Tax Avoidance is an "industry” that never stops growing. For many it’s "the game to play". People and businesses have become so tired of high taxes that they often decide to fight back.

Whatever your views and whatever you do, keep in the area of Avoidance. Keep out of the area of Evasion.

Evasion and Avoidance – what’s the difference?
Evasion has never been an acceptable method of reducing one's tax bill.

Tax Evasion is tax theft. It is where one wilfully attempts to evade their legal liability for tax by providing false information and records or omitting things that should have been disclosed. To constitute evasion, there must have existed the intention to deceive.

Avoidance is quite different. There is no deceit.

It is the legal and logical arrangement of one's affairs so that full advantage is taken of all the favourable terms and allowances available under Tax Law and by doing so their final tax to pay is less than it would otherwise be.

Tax Evasion is an old game
The high levels of taxation in any country is usually directly attributable to the high evasion levels in that country.

Evasion has been practised since the first rulers started to levy a head tax. In ancient Greece, tax evasion was a capital offence while the French regard tax evasion as a citizen's duty. But while in ancient times they evaded head tax by hiding their slaves under a bushel, today's unscrupulous evaders are able to employ top tax accountants to use every available device to pay less.

There is always the group that regard all taxation as theft and no one is able to convince them otherwise. They view evasion as being smart rather than a crime. They work on the principle of rendering unto Caesar only that which cannot be hidden from him.

Some tactics people use to evade
Evasion comes in many forms. It is far easier for the self-employed and big businesses to evade tax, than it is for the ordinary salary and wage earner.

Here are just a few methods some use:

  1. Retailers who "skim" money by taking cash from the till. This "suppresses sales", reduces taxable profit and lowers tax to pay.

  2. Deliberately reducing the true accounts receivables (reduces money owing to the business thus reducing taxable income)

  3. The swap of cash for goods or services.
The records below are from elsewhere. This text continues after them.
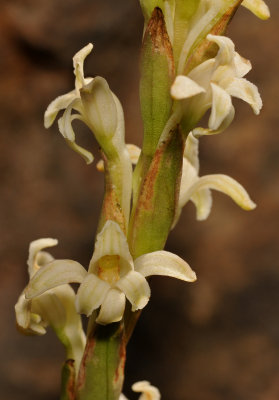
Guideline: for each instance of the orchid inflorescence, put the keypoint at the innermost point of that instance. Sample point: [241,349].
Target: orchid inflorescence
[188,67]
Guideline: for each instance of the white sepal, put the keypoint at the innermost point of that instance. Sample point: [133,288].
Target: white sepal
[112,308]
[136,289]
[184,87]
[56,273]
[91,294]
[246,91]
[166,264]
[60,103]
[99,108]
[226,185]
[221,106]
[111,241]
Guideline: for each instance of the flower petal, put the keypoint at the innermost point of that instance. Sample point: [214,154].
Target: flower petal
[136,289]
[111,241]
[258,7]
[184,87]
[38,258]
[242,65]
[149,392]
[134,152]
[191,151]
[226,185]
[166,264]
[203,202]
[100,109]
[60,103]
[246,91]
[221,106]
[112,308]
[55,274]
[226,51]
[198,132]
[22,311]
[66,129]
[91,294]
[78,61]
[122,397]
[65,122]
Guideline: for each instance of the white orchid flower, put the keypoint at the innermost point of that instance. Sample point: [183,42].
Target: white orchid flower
[148,392]
[198,189]
[112,277]
[212,84]
[55,307]
[96,105]
[93,103]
This is difficult to trace as it does not show in the bank account so sales are hidden from the Tax Man.

  4. Under valuation of the stock figures. Although this reduces the year’s taxable profit, it is only a temporary deferral measure.

  5. Charging expenditure to the business that has not been legitimately incurred in producing the income of the business. That is, straight out theft or fraud.
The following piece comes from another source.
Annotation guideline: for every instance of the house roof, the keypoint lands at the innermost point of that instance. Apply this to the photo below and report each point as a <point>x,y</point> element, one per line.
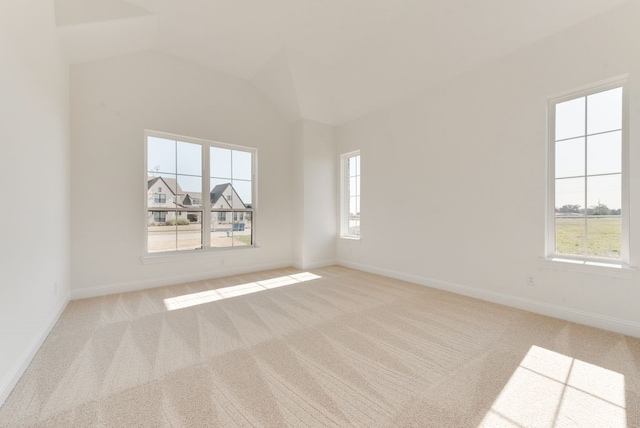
<point>171,184</point>
<point>218,191</point>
There is more - much kmore.

What about tax planning?
Any tax plan created for the purpose of minimising taxation must take into account the complex play between law, tax and business. Taxation is a very complex subject. There are many pitfalls. Constant changes in tax law can easily leave many accountants and lawyers far behind in their attempts to keep up with the play.
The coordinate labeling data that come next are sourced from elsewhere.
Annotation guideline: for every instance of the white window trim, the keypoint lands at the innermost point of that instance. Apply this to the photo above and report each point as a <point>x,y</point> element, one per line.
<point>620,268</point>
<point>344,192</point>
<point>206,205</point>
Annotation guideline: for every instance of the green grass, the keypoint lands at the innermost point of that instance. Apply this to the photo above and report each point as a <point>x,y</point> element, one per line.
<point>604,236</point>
In tax planning there is no substitute for a team effort between the accountant, lawyer and the client to produce a carefully researched plan that would be acceptable to any scrutiny from the Internal Revenue Service. Where necessary request a ruling from the Tax Man before proceeding.

Any proposal should be examined thoroughly for unforeseen side effects before its final implementation. Remember, the best of plans need to consider the possible effects of the failure of that plan. The Tax Act gives the IRS wide powers for upsetting schemes and plans which do not meet with the requirements of legislation.

Clients must be forewarned that they may possibly have to fight every inch to hang onto any tax advantages that may occur from a particular plan or scheme.

How to test yourself for Evasion or Avoidance
You can test whether your proposed plan amounts to evasion or avoidance by answering the following questions honestly:

Would you carry out your plan if the tax savings were not likely?

  • If yes, - more likely it will be seen as avoidance
  • If no - ask the following further questions

What are my reasons for entering into this "plan or scheme"?

  • For protection against insolvency or for other sound business reasons – if for these reasons, then it’s more likely that it would be viewed as avoidance

  • If your reasons are mixed, ask yourself whether you have 3 good reasons why it makes good commercial sense to enter into the arrangement, aside from tax reduction. If you have 3 you are probably outside the law or at least you will have ammunition for convincing the IRS that you are not trying to evade tax. If you don’t have 3 then you are most likely in the evasion area.